Reflections

BREAKING GLASSES

I remember spending several weeks of the summer during my youth in Mobile, Alabama, visiting my Dad’s mom and family.  One particular summer, while writing a letter home, my Grandma Telhiard noticed that I was placing my face very close to the page of the letter that I was writing.  She asked me “Can you see?”  With my face practically touching the page upon which I was writing, I said “yes.”  Needless to say, it was at that point that we discovered that I needed glasses.

My first pair of glasses were wire-rimmed, and in my excitement upon getting them, I took off running, taking in, with new-found wonder, everything in my “sight”…..until BOOM!  While looking around at everything about me, I had unexpectedly run smack dab into a telephone pole.  I can clearly remember my Dad’s perplexed face, when I showed up back at the house with the mangled glasses in my hand.  And his somewhat comical question to me, “And you couldn’t see before getting glasses?”

Although the Gospel today (MT 18: 15-20) does not overtly mention sight, the way that we “see” the world and each other does seem to present itself in the scripture. We hear Jesus’ instructions on how we should approach each other when there is some type of disagreement or wrongdoing.  First, we are told to approach the person with whom we have had a disagreement to try to resolve the issue.  If that doesn’t work, then we should bring some others into the situation.   This is not so much a “ganging up” on anyone here, but maybe more a broadening of perspective that can soothe and/or clarify any situation where there is disagreement or pain.

It seems to me that we may all wear some type of “glasses” through which we receive and interpret the world around us and our relationships with others.  The “glasses” we look through “color” the situations we find ourselves in and can elicit responses that are loving, encouraging, and affirming, and sometimes narrow, confining, and exclusive. Hurt feelings undoubtedly arise in our relationships with others, and many times these are the result of the “glasses” being worn by both ourselves and others.
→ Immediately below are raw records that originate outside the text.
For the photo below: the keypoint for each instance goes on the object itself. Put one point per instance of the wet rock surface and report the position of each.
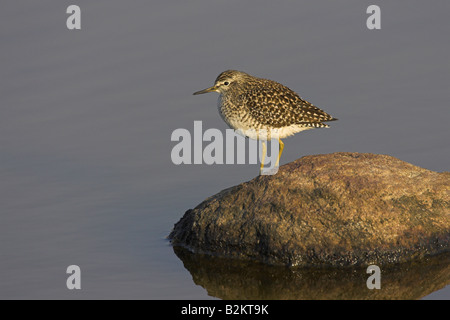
(336, 209)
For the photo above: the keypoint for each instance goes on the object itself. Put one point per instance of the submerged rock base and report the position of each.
(336, 209)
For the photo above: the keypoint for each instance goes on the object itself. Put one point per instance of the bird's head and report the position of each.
(227, 80)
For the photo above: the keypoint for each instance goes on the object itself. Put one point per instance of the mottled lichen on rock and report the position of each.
(336, 209)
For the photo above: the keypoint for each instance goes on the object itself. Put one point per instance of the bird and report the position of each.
(264, 109)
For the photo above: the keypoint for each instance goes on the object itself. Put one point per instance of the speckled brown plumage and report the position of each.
(248, 103)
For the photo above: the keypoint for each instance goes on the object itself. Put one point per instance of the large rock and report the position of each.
(336, 209)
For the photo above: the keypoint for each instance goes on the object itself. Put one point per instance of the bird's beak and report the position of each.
(213, 88)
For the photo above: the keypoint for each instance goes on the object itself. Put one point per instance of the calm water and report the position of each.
(86, 117)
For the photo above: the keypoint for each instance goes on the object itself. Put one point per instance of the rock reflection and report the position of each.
(235, 279)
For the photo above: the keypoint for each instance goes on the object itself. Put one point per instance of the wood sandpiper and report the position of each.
(264, 109)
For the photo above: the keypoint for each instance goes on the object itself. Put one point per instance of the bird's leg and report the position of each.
(264, 150)
(280, 151)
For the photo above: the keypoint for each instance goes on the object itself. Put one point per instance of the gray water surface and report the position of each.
(86, 118)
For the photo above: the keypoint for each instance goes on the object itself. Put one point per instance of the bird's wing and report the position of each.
(278, 106)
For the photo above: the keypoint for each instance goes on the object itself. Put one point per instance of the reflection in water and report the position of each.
(235, 279)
Jesus talks about “taking one or two along with you” when you approach a potentially negative situation, so that an environment of true listening can be formed.   It’s as if our best chance of really “seeing” is correlated to a community of “glasses,” or of different ways of seeing.  This is not a comfortable prospect necessarily.  But it does seem to provide one way “out” of a negative situation, or perhaps better, a way “into” a new way of seeing things.

Sometimes we have to literally run or smash into something to pay attention to that which is directly in front of us.  We may have to “break” our “glasses.”  Sometimes it takes someone else’s way of “seeing” to challenge us in that way.  Or even more so, it takes a community of “glasses” to really focus on the truest meaning and deepest challenges presented us.  And it could be at this point, that we can all actually take off our “glasses!”

Pierre Teilhard de Chardin, the French Paleontologist and Theologian, described a way of seeing the entire cosmos as a “Universal” longing or desire to be connected.  Out of the seeming diversity in our universe, there is a connection that attracts us and drives us forward and toward each other.  He goes so far as to say that this is the Christ in all things and in all people.   If we are attuned, we can see the love of God in everything and everyone, as a vibrant “glowing” manifestation of the energy of God that connects all of us by both healing and building us up. It appears that we are attracted to each other for our own good and that our shared desire for something beyond ourselves is the driving force of connection that both heals and builds.

If we can begin to “see” everything and everyone through the inherent connection that we have, i.e., through Christ, then I think our glasses may “break” if necessary, or at least, become more clear through a shared “seeing” transformed by communal love and respect – a clearer vision.  This is perhaps yet another meaning we can find in the closing words of today’s Gospel…

where two or three are gathered together in my name, there am I in the midst of them.”